Breakthrough! A new approach to designing products integrates CAD with hands on crafting, using both subtractive and additive processes, integrating digital and mechanical modification.
Designing in the digital and physical worlds at the same time
A machine developed at the University of Lancaster in Britain provides a glimpse of a future in which product designers will be able to work in both digital and physical forms—at the same time. The ReForm is a desktop machine ... to pick up any changes made to a physical model of a product and reflect those changes back into the digital model, or vice versa.

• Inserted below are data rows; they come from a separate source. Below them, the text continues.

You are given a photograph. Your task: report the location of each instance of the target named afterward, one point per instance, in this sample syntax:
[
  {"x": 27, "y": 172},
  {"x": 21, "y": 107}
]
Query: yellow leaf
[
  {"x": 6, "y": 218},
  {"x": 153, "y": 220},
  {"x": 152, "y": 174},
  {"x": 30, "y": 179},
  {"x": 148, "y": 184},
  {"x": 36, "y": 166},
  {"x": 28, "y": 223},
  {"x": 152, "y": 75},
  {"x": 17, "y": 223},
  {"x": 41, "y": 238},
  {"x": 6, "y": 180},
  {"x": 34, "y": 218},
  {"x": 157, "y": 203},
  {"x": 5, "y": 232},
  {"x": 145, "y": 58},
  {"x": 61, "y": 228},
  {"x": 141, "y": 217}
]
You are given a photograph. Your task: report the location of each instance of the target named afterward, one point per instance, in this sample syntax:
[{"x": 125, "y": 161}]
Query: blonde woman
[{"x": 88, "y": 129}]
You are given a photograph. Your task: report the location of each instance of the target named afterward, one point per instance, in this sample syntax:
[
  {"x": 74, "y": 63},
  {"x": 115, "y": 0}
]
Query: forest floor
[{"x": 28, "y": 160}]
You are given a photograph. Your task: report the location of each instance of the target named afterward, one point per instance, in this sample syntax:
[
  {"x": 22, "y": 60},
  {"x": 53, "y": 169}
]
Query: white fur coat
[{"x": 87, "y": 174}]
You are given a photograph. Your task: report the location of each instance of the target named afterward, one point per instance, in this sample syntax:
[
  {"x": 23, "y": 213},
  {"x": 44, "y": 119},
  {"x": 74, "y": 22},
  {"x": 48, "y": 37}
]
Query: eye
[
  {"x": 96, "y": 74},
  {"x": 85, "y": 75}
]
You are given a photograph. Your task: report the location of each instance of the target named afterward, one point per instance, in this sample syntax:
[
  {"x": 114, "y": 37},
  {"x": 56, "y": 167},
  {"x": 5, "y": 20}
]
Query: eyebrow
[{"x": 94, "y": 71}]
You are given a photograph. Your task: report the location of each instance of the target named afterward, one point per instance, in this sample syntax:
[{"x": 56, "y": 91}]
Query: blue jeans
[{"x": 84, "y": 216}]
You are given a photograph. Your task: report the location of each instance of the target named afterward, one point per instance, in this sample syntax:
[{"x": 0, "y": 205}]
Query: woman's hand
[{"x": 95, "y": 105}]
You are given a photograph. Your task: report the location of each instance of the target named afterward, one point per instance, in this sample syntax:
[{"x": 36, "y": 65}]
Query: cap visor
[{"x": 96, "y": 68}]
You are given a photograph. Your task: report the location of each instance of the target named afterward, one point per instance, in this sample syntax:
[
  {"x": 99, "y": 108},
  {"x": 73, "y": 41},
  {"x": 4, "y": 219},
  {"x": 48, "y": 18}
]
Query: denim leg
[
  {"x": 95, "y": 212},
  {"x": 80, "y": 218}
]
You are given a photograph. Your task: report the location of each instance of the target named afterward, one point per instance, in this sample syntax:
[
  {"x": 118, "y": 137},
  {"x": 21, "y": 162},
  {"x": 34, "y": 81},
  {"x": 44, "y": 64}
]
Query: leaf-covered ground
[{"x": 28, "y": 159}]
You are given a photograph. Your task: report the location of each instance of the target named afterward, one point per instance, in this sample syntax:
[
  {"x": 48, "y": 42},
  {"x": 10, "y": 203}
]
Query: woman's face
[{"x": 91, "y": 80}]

Inside ReForm is a fast-spinning milling head, which cuts shapes out of material in the traditional subtractive manner, and a 3D-printing extrusion head, which builds material in layers up additively. Overseeing proceedings is a 3D scanner, which projects a pattern of light onto the object being worked upon.
At present the machine works with modelling clay.
A digital CAD design can be sent to ReForm and it will set about milling it from a block of clay or printing it, after the machine itself determines which process will be the fastest. It could be a combination of both. Alternatively, an object can be placed inside ReForm to be scanned, after which a replica will be made either additively or subtractively.
Changes can then be made to the object, cutting a bit off here, say, adding a bit there or drilling a hole. That could be done virtually on a computer screen or by removing the physical model and doing the work manually. Once placed back into the machine, the scanner detects the changes and updates the digital model. [emphasis mine]
With further development, he believes it will be possible to integrate other manufacturing techniques into ReForm, such as making things in plastic or metal or at much larger scale, with milling and extrusion heads mounted on robotic arms.